Ensemble Feature for Person Re-Identification
This work addresses the robustness issue in person re-identification for surveillance and security applications, but it is incremental as it builds on existing ResNet-50 architecture with ensemble techniques.
The paper tackled the problem of insufficient robustness in deep feature representation for person re-identification by proposing an ensemble network (EnsembleNet) that divides a single network into multiple branches and concatenates their features, achieving state-of-the-art performance on public benchmarks like Market1501, DukeMTMC-reID, and CUHK03.

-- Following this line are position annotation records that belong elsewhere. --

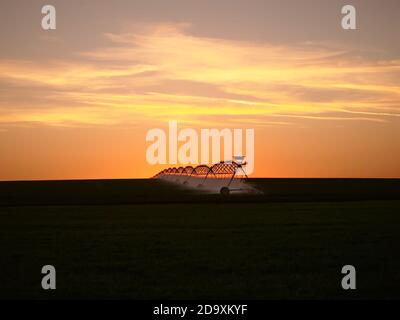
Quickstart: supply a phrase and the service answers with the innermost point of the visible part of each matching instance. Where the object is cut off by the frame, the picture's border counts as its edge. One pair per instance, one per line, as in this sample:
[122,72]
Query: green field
[251,249]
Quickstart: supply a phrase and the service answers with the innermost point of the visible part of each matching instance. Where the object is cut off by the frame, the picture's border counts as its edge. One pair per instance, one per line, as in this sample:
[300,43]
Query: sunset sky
[76,102]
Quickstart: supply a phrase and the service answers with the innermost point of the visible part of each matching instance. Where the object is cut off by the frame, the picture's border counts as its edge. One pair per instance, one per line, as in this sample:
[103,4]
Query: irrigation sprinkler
[224,170]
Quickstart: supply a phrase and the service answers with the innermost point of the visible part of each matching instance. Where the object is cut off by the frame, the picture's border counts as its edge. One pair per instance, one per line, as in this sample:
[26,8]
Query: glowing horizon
[320,108]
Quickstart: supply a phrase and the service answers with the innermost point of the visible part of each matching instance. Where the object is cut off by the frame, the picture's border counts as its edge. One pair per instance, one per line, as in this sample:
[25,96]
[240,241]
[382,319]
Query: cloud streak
[163,71]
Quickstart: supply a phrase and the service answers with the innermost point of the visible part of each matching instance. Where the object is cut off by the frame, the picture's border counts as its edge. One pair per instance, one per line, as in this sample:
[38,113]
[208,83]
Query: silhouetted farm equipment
[223,175]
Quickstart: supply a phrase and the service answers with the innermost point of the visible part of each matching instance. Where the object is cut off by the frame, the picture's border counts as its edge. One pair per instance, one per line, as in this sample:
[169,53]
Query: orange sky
[77,104]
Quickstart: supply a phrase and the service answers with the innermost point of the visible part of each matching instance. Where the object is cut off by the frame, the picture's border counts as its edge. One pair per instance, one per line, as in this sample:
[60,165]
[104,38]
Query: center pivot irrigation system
[225,176]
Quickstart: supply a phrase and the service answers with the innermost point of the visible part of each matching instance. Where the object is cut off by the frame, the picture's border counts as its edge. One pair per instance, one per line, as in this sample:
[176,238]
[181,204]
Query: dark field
[285,244]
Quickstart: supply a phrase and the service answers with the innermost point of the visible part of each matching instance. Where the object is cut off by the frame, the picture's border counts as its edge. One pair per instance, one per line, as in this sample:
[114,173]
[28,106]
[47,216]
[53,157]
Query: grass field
[247,249]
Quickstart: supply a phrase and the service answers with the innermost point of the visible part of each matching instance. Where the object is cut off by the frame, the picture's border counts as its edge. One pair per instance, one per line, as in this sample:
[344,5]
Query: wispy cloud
[163,71]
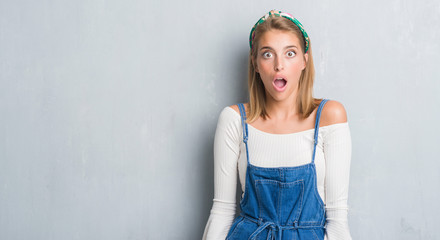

In person re-identification (re-ID), the key task is feature representation, which is used to compute distance or similarity in prediction. Person re-ID achieves great improvement when deep learning methods are introduced to tackle this problem. The features extracted by convolutional neural networks (CNN) are more effective and discriminative than the hand-crafted features. However, deep feature extracted by a single CNN network is not robust enough in testing stage. To improve the ability of feature representation, we propose a new ensemble network (EnsembleNet) by dividing a single network into multiple end-to-end branches. The ensemble feature is obtained by concatenating each of the branch features to represent a person. EnsembleNet is designed based on ResNet-50 and its backbone shares most of the parameters for saving computation and memory cost. Experimental results show that our EnsembleNet achieves the state-of-the-art performance on the public Market1501, DukeMTMC-reID and CUHK03 person re-ID benchmarks.